Nous conseillons de continuer d’utiliser le LRAR, d’autant que si les employeurs souhaitent transiger, selon une jurisprudence ancienne et constante de la Cour de cassation, une transaction ne peut être valablement conclue que si la lettre de licenciement a été envoyée par LRAR.
Lecture associée Modèles de contrat pour recruter à télécharger

Les motifs précis et objectifs du licenciement

Un autre décret, du 15 décembre dernier, détaille la procédure de précision des motifs énoncés dans la lettre de licenciement.

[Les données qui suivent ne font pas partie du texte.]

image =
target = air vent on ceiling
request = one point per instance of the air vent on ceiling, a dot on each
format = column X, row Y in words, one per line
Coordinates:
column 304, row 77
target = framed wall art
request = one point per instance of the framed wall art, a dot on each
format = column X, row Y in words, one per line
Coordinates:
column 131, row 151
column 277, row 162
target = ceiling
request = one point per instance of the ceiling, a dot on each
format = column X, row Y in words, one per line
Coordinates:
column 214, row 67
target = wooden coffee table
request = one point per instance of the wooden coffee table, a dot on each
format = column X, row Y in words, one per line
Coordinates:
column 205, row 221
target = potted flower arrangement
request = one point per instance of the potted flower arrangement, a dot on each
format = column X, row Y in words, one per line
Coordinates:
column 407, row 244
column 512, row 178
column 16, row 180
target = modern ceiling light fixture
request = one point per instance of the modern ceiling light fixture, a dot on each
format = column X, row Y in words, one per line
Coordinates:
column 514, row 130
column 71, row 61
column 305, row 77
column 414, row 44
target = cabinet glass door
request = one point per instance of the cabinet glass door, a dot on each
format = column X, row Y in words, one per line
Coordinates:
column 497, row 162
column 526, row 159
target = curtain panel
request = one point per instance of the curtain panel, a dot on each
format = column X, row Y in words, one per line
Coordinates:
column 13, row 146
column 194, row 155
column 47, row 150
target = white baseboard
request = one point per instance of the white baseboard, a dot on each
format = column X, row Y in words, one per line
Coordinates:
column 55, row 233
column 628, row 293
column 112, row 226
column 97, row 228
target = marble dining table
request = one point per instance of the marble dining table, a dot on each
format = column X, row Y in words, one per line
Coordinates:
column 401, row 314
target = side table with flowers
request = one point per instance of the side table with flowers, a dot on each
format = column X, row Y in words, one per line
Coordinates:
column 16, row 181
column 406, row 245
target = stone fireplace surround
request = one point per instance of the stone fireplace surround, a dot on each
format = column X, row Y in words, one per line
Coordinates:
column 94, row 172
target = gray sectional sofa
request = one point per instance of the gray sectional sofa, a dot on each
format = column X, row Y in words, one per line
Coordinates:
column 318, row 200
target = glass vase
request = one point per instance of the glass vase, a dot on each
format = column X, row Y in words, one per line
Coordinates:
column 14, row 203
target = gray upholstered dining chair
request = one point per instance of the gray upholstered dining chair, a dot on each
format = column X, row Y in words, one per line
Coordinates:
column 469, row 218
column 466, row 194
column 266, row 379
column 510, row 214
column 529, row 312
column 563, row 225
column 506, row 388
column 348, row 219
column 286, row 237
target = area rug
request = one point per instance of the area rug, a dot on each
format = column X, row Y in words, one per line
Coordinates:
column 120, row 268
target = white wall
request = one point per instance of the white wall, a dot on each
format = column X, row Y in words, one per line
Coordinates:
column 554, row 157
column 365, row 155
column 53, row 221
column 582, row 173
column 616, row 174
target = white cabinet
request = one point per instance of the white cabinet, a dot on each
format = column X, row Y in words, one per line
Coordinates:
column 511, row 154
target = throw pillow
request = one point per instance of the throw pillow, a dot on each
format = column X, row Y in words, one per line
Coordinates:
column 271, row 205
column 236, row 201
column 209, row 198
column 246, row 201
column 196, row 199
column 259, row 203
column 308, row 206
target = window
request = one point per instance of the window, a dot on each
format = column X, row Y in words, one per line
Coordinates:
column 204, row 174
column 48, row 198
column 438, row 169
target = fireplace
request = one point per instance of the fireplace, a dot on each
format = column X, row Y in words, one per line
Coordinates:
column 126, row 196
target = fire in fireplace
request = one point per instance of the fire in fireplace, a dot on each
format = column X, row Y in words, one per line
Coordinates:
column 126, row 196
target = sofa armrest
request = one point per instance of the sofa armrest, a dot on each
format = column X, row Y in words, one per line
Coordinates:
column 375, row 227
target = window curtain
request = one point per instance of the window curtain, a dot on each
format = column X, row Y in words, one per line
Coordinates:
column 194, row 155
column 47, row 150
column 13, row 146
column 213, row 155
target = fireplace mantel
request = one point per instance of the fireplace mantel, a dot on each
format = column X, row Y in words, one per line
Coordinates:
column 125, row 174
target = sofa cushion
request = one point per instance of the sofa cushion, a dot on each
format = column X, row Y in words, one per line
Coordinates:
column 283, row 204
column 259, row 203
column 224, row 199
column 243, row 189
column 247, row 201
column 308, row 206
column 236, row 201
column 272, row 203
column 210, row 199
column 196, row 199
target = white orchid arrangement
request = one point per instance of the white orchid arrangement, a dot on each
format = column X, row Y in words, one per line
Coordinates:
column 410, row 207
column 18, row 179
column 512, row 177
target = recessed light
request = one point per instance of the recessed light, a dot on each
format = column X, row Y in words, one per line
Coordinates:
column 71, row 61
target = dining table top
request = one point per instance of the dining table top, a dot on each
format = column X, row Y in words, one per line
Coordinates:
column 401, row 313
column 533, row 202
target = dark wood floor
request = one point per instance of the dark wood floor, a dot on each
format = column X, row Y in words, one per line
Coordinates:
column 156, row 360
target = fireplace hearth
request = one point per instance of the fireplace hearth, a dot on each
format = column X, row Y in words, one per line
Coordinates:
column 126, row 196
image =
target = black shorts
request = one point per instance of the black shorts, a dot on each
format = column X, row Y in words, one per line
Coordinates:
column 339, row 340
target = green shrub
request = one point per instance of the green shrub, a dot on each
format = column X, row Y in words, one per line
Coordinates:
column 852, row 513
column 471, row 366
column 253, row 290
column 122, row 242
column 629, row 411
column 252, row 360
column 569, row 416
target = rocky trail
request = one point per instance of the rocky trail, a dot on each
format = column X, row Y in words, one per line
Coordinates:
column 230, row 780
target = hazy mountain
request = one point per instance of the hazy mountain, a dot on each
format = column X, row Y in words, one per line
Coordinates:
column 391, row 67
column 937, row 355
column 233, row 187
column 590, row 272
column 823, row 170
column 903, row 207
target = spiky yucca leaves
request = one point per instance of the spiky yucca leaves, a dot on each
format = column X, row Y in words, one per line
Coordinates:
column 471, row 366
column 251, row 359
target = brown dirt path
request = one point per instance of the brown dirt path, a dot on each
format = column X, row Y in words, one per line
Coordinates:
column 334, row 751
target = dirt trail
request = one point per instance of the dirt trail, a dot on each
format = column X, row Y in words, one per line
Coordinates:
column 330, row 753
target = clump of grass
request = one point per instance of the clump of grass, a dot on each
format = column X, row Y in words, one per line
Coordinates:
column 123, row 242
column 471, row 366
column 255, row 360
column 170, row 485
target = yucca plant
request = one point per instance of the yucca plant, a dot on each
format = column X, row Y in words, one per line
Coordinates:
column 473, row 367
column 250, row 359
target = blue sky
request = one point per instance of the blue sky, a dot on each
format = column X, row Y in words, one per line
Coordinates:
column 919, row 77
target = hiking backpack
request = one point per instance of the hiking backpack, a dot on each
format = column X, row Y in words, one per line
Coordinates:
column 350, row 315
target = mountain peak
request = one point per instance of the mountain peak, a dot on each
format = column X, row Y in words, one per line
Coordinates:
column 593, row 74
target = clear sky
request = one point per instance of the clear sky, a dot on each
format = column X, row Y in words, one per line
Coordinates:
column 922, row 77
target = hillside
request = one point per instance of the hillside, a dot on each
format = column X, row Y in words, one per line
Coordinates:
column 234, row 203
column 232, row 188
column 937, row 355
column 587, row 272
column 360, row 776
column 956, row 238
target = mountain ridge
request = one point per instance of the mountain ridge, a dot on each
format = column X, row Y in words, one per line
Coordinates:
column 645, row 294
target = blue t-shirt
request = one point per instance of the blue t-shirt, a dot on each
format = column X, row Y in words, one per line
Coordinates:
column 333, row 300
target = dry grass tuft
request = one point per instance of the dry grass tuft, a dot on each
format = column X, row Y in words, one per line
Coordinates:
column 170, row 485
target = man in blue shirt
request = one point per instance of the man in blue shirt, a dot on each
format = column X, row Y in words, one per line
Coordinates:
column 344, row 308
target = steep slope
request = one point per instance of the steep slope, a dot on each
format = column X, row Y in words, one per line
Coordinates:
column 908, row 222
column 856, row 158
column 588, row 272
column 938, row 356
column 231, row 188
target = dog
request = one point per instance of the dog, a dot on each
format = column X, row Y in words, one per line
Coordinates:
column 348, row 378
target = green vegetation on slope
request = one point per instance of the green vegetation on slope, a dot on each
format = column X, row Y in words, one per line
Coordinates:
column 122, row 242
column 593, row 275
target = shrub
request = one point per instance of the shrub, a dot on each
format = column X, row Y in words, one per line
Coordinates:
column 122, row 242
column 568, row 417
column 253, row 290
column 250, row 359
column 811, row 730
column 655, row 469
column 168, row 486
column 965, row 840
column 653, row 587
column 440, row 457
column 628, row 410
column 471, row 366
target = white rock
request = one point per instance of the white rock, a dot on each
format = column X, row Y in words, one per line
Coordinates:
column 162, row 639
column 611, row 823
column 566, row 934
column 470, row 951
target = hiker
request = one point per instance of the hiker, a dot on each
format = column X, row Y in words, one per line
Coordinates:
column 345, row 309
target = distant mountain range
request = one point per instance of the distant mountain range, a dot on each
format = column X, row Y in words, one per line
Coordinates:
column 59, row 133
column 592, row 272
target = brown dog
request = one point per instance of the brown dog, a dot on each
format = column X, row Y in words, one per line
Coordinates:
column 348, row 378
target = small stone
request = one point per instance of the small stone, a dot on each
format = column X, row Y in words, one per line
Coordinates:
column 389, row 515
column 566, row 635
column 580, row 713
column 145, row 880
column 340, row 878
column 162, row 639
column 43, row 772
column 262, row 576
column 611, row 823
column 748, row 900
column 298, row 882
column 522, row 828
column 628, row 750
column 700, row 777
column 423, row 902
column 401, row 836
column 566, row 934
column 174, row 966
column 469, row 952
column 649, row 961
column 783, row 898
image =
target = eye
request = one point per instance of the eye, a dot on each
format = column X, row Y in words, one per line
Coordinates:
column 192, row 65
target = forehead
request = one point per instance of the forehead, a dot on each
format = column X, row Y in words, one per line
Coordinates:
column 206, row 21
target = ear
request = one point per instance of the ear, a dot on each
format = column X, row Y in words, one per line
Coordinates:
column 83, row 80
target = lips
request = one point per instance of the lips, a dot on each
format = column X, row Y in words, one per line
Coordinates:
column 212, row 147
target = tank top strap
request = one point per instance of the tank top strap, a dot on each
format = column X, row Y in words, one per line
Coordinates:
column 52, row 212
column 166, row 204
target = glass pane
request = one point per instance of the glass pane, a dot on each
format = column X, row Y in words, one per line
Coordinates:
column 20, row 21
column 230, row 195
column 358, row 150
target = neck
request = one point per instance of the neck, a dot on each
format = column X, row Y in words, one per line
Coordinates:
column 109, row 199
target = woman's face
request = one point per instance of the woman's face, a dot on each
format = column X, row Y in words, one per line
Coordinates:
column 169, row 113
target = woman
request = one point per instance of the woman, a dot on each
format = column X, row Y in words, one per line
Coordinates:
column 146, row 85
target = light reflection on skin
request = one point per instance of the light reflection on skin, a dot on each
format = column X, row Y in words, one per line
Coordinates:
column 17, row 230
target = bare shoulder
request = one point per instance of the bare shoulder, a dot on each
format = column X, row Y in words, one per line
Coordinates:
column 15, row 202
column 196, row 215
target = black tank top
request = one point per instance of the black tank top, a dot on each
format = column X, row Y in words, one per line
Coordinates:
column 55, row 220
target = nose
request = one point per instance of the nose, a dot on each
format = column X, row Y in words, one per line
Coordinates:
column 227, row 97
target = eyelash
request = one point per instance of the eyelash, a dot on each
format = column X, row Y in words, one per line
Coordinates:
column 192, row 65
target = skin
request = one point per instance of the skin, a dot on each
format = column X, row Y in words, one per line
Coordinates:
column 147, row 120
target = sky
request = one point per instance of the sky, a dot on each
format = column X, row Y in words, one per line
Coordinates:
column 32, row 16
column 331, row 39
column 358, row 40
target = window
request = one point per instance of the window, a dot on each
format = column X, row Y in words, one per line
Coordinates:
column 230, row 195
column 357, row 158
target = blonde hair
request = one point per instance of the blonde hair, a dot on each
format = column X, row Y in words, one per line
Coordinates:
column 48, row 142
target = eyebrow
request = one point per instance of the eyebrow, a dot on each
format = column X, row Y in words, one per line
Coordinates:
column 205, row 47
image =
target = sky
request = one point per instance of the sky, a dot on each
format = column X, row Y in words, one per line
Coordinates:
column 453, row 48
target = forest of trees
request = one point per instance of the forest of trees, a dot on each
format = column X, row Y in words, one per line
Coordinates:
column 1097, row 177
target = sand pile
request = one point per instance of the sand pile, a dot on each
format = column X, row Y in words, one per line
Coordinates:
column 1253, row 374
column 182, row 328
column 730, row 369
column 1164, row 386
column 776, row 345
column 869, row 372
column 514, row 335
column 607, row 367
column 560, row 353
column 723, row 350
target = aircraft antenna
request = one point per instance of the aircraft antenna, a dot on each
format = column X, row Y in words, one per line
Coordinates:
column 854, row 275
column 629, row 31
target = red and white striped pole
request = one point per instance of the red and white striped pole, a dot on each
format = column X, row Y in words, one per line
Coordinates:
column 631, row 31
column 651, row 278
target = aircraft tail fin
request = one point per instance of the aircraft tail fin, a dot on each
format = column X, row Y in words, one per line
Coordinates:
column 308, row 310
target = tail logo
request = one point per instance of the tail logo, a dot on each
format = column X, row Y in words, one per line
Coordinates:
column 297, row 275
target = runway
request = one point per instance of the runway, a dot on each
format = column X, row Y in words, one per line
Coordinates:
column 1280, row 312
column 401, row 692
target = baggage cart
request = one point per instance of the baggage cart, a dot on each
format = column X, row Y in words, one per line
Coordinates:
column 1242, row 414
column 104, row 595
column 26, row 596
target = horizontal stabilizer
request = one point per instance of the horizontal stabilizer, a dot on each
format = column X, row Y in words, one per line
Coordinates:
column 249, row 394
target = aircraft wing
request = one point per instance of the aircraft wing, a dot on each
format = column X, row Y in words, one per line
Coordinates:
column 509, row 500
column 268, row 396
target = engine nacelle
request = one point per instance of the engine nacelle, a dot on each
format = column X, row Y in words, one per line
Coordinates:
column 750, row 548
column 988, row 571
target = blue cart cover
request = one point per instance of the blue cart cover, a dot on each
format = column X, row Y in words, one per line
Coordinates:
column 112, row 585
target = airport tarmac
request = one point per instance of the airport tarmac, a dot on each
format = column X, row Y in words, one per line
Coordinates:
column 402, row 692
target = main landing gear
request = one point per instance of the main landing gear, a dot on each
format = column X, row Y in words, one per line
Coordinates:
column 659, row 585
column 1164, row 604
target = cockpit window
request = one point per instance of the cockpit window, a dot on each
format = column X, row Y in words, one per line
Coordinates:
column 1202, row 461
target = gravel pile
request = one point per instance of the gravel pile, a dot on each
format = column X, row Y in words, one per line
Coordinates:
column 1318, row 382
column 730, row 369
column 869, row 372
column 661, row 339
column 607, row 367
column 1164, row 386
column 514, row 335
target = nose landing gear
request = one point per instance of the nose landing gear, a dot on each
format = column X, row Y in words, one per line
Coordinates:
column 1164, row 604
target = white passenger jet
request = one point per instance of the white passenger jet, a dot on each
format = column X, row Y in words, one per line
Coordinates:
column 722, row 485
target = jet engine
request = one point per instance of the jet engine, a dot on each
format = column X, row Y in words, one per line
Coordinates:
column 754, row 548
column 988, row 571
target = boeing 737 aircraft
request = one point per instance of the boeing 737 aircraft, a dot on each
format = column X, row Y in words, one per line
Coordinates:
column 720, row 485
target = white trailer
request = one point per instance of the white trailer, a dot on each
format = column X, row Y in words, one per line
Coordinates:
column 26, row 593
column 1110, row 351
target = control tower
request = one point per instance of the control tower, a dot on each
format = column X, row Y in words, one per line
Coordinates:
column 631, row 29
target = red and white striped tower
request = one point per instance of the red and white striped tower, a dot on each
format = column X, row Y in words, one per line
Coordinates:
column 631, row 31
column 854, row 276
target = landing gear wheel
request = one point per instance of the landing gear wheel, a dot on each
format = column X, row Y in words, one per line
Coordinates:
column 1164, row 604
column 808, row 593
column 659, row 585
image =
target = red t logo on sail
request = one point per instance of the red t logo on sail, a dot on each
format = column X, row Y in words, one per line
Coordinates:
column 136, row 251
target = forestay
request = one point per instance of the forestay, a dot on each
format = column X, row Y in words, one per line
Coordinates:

Pour mémoire, et comme le rappelle le décret du 29 décembre, le principe reste que la lettre doit énoncer les motifs précis et objectifs du licenciement. L’employeur peut toutefois désormais préciser les motifs ultérieurement soit à son initiative soit à la demande du salarié, qui peut par LRAR ou remise contre récépissé demander des précisions dans les 15 jours suivants la notification du licenciement. L’employeur bénéficie d’un délai de 15 jours pour répondre à cette demande, la réponse devant être communiquée dans les mêmes formes. Par parallélisme, l’employeur peut à son initiative, par LRAR ou lettre remise contre récépissé, préciser à son initiative, dans les 15 jours suivants la notification du licenciement, les motifs. Cette procédure est applicable aux licenciements notifiés depuis le 18 décembre dernier. Si le salarié ne demande pas de précisions et que la lettre est mal motivée, la sanction n’est plus de priver automatiquement le licenciement de cause réelle et sérieuse : l’employeur encourt de ce chef uniquement une indemnité pour irrégularité de procédure d’un mois (maximum) de salaire. En pratique, sauf cas particulier, je continue de recommander à mes clients de rédiger dès le départ une lettre de licenciement bien motivée ce qui leur évitera de procéder en deux temps pour une lettre de licenciement : il est en effet peu probable que le salarié souhaitant contester son licenciement ne demande pas de précisions sur une lettre de licenciement mal motivée.